City started the second half fairly well as Ralani got some joy running at Moleko on the left side. This drew a corner and then set up City’s best opening of the game. With Hadebe not defending the back post anymore, Kewuti got himself isolated against the shorter Ntiya-Ntiya and headed Ralani’s cross against the upright.

This roused Chiefs into action and after Parker chopped inside Fielies and forced Dove into a last-gasp block, they took a 2-0 lead from the corner.

Hadebe rose highest to head Parker’s delivery down for Zuma to finish. 

Benni’s Benign Changes

At 2-0 down, City were expected to introduce target man, Mthembu as a partner for Erasmus.

Speed merchant, Craig Martin was also on the bench to give fresh impetus to the attack.

However, both players remained unused.

The first change by the coach was David replacing the ineffective Modise, before Gift Links replaced Norodien.

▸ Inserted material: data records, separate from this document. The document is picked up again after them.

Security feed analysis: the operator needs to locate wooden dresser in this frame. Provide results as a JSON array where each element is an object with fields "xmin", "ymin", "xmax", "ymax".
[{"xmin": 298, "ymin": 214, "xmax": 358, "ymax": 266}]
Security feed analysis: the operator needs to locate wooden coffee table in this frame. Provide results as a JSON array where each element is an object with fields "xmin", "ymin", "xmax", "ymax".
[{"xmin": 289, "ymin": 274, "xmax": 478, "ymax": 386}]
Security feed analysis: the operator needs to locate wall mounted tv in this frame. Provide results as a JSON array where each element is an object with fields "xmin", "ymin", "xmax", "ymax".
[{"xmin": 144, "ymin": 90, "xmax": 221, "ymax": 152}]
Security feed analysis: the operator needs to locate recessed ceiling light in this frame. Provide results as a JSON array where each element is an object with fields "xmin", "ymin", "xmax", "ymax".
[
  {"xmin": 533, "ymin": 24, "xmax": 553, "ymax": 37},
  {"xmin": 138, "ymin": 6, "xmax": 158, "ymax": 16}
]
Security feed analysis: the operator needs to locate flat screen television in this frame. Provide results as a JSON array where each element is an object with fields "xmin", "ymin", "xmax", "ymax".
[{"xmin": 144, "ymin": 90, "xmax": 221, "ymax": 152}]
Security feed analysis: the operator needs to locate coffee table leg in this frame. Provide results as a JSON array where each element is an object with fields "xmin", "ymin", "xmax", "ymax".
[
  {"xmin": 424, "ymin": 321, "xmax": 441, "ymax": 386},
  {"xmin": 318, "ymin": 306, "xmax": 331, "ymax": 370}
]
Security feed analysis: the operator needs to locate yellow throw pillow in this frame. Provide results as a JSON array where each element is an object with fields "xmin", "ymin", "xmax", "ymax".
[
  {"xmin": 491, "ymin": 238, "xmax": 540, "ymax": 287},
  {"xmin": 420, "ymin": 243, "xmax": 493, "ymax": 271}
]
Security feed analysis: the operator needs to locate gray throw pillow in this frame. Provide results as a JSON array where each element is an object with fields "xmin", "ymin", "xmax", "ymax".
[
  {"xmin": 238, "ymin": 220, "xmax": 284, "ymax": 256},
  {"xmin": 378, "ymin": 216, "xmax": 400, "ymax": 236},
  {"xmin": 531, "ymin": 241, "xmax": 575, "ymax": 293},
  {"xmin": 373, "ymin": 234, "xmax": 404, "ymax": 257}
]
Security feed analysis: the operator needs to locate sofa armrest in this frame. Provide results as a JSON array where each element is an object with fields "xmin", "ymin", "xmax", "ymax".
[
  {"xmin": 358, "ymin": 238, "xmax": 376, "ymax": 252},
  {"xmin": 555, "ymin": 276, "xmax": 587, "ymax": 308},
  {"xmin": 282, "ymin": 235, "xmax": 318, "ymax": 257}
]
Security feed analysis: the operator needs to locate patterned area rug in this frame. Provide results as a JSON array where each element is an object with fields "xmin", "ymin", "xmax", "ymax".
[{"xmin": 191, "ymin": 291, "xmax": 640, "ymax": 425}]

Later on, he took off Ebrahim Seedat for Keanu Cupido.

None of these alterations asked any new questions of Middendorp.

David did create City’s one good chance as he picked out Erasmus’ excellent movement to lose Cardoso, before Ralani released Links to force Bvuma into a good save.

Chiefs had all of the second half’s other good chances as Billiat wasted a counter-attack before having to be stretchered off injured.

Ntiya-Ntiya missed his second clear opening of the game too as he raced onto Ekstein’s perfect pass.

With City now leaving huge gaps, Chiefs should really have killed the game.

Where their substitutions were concerned, it was Ryan Moon for Billiat and then Castro on for an outstanding Ekstein with seven minutes to go.

The coach had learnt from defensive substitutions backfiring in other big games and instead retained attacking threat. 


This was a completely deserved win for Chiefs who dominated the midfield thanks to the energy and pressing of the returning Ekstein and Andriamirado.

City had little idea how to deal with the Chiefs’ wingbacks and did not make much of the space afforded to them in the channels.

When Middendorp saw a potential weakness for the second half, he immediately acted.

This proactive coaching has added a different dimension to Chiefs and makes them a very difficult side to play against.

City simply did not show up for this game and the selection of Modise as a number ten gave the side too little attacking threat and no box presence.

At 1-0 and 2-0 down, their changes did little to turn the game and they seemed to accept their fate.